Perhentian di Nairobi ini hanyalah
merupakan transit point bagi saya, Björn
dan Viet (yang sudah tiba lebih awal karena menumpang pesawat lain),
kita tidak berencana untuk menghabiskan waktu sama sekali di kota
ini. Mengapa? Karena saya tidak sanggup bayar biaya hotel dan
lain-lainnya. Bagi saya, Nairobi luar biasa mahalnya, saya cepat
bokek kalau harus tinggal lama-lama di sini. Harga hotel bintang tiga
yang biasa-biasa saja memasang harga sekitar 150-250 US dolar per malam.
Biaya makan di restoran di mal sekelas Mangga Dua memaksa saya
merogoh saku sebesar 1700 Kenyan Shilling (atau sekitar 20 dolar). Bagaimana mau backpackingan kalau semuanya mahal begini? Saya
benar-benar merasa miskin di Kenya, sampai akhirnya untuk menu makan
malam kita bertiga memutuskan untuk belanja di supermarket dan
membuat sandwich sendiri.
Keesokan harinya sekitar jam 8 pagi
kita bersiap untuk berangkat menuju Arusha. Bus yang kita tumpangi
bisa memuat sekitar 15 orang, tempat duduknya berjejer 4 bangku.

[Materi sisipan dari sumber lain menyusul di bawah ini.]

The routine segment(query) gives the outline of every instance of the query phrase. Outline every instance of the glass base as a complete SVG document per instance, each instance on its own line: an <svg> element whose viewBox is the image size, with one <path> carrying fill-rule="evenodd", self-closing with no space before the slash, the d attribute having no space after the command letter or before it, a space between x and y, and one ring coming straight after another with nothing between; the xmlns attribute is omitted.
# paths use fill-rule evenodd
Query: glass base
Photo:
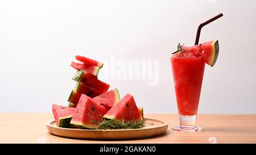
<svg viewBox="0 0 256 155"><path fill-rule="evenodd" d="M196 120L197 115L179 115L180 118L180 125L174 127L172 130L180 131L202 131L204 128L196 125Z"/></svg>
<svg viewBox="0 0 256 155"><path fill-rule="evenodd" d="M177 125L172 128L172 130L180 131L187 131L187 132L195 132L195 131L202 131L204 130L204 128L198 126L183 126Z"/></svg>

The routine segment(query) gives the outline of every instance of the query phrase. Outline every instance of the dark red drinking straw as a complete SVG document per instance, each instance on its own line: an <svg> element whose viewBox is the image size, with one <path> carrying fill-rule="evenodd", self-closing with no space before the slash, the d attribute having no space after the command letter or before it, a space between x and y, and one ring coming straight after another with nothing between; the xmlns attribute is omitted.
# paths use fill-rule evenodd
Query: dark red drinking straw
<svg viewBox="0 0 256 155"><path fill-rule="evenodd" d="M220 14L216 15L212 18L211 19L204 22L204 23L201 23L197 28L197 32L196 32L196 41L195 41L195 45L198 45L198 42L199 42L199 37L200 37L201 29L204 26L207 25L208 24L214 21L217 19L223 16L222 13L220 13Z"/></svg>

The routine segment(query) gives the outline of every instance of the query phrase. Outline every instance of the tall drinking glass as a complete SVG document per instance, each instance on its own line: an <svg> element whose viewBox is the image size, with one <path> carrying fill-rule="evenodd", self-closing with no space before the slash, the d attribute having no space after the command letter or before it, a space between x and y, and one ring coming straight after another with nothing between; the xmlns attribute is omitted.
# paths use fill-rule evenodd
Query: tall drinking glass
<svg viewBox="0 0 256 155"><path fill-rule="evenodd" d="M203 57L171 57L180 124L173 130L201 131L196 116L205 67Z"/></svg>

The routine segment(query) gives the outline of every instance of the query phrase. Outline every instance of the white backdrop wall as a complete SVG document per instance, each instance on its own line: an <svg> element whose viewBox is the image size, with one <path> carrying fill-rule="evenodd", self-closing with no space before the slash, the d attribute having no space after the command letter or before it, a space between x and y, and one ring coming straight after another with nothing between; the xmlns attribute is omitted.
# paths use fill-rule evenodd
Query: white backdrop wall
<svg viewBox="0 0 256 155"><path fill-rule="evenodd" d="M220 51L216 65L206 66L199 112L256 114L255 6L253 0L1 1L0 113L67 104L76 55L104 60L99 78L122 97L133 95L145 112L176 113L171 52L177 43L192 45L200 22L222 12L201 32L200 42L218 39ZM134 60L156 60L156 84L111 76L112 68Z"/></svg>

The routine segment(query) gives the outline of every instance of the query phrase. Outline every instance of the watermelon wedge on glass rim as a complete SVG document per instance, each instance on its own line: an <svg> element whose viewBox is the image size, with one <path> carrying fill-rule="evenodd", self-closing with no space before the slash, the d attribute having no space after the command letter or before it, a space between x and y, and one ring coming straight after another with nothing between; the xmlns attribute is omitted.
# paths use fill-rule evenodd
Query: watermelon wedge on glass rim
<svg viewBox="0 0 256 155"><path fill-rule="evenodd" d="M184 45L184 44L183 44ZM213 66L219 52L218 40L192 47L178 44L170 58L180 124L175 131L201 131L196 118L205 64Z"/></svg>
<svg viewBox="0 0 256 155"><path fill-rule="evenodd" d="M180 46L180 51L174 54L174 57L204 57L204 62L210 66L218 58L219 45L218 40L205 42L192 47Z"/></svg>

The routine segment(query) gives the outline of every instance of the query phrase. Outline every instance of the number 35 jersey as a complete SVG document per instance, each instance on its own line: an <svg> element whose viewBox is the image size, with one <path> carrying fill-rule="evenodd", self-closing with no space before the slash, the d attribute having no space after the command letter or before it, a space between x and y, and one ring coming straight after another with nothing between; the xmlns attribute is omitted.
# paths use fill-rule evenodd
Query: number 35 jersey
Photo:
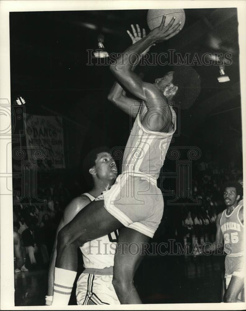
<svg viewBox="0 0 246 311"><path fill-rule="evenodd" d="M242 256L244 252L244 225L240 221L239 214L242 207L239 204L230 215L226 210L222 213L220 221L220 229L224 239L224 251L228 255L234 257Z"/></svg>
<svg viewBox="0 0 246 311"><path fill-rule="evenodd" d="M90 193L83 193L83 195L88 197L91 201L95 199ZM85 268L103 269L114 267L118 238L117 230L96 240L87 242L81 246Z"/></svg>

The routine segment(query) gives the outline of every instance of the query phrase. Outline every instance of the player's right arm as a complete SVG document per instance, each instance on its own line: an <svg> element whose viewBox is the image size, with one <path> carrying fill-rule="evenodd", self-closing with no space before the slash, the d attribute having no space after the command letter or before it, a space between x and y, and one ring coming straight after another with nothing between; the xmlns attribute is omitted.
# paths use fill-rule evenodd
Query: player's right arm
<svg viewBox="0 0 246 311"><path fill-rule="evenodd" d="M126 92L118 83L115 82L108 96L108 99L120 109L135 118L142 103L142 101L137 101L126 96ZM131 109L134 106L134 110Z"/></svg>
<svg viewBox="0 0 246 311"><path fill-rule="evenodd" d="M54 285L54 272L57 245L57 235L59 231L75 217L82 208L90 202L86 196L80 196L74 199L65 209L62 219L56 231L56 237L53 247L53 250L50 258L48 273L48 293L46 299L46 304L50 305L52 302Z"/></svg>

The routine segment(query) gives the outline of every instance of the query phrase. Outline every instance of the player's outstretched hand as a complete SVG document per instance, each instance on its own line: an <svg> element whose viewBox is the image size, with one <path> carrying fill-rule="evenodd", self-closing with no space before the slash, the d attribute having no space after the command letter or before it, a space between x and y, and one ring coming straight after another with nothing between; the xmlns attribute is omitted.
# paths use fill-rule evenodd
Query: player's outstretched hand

Penuh sekali penumpang busnya, sampai-sampai barang bawaan kita harus
ditaruh di atas atap bus karena tidak muat. Semua penumpang bus
adalah orang asing yang rata-rata bertujuan untuk mendaki
Kilimanjaro,sebagian lagi adalah pekerja sosial. Saya, Bjorn dan Viet
beserta satu bule bertubuh kekar duduk di baris paling belakang,
lebih lega sedikit dibanding baris depan namun sialnya tidak
berjendela. Di baris depan ada segerombol bapak-bapak dari Polandia,
badan mereka besar-besar sekali. Saya kasihan melihat mereka harus
duduk berhimpitan di bangku yang kekecilan dan hampir tidak ada ruang
gerak. Bayangkan saja kita diharuskan duduk berdempetan di dalam bus
selama 6 jam disertai bau keringat semerbak, hmmm...
Bayangkan duduk terhimpit di tengah dua bapak itu selama 6 jam sambil memangku backpack
Namanga border sisi Kenya (source: Tripadvisor)
Untung saja bus berhenti sekali pada saat melewati Namanga border, perbatasan Kenya dan Tanzania. Daerah Namanga sisi Tanzania ini terlihat seperti terminal truk, kantor imigrasinya pun bentuknya seperti loket di stasiun bus. Jika tidak diberitahu mungkin saya tidak akan tahu bahwa ini adalah kantor imigrasi.
Namanga border sisi Tanzania, percaya kan sekarang kalau mirip terminal truk? (source: www.eac.int)
Visa untuk negara Tanzania bisa diperoleh di sini.
Warga negara Indonesia bisa memperoleh visa on arrival seharga
50 dolar dan berlaku untuk 3 bulan. Prosesnya lumayan simpel, petugas
imigrasi tidak meminta dokumen macam-macam dan tidak bertanya apapun.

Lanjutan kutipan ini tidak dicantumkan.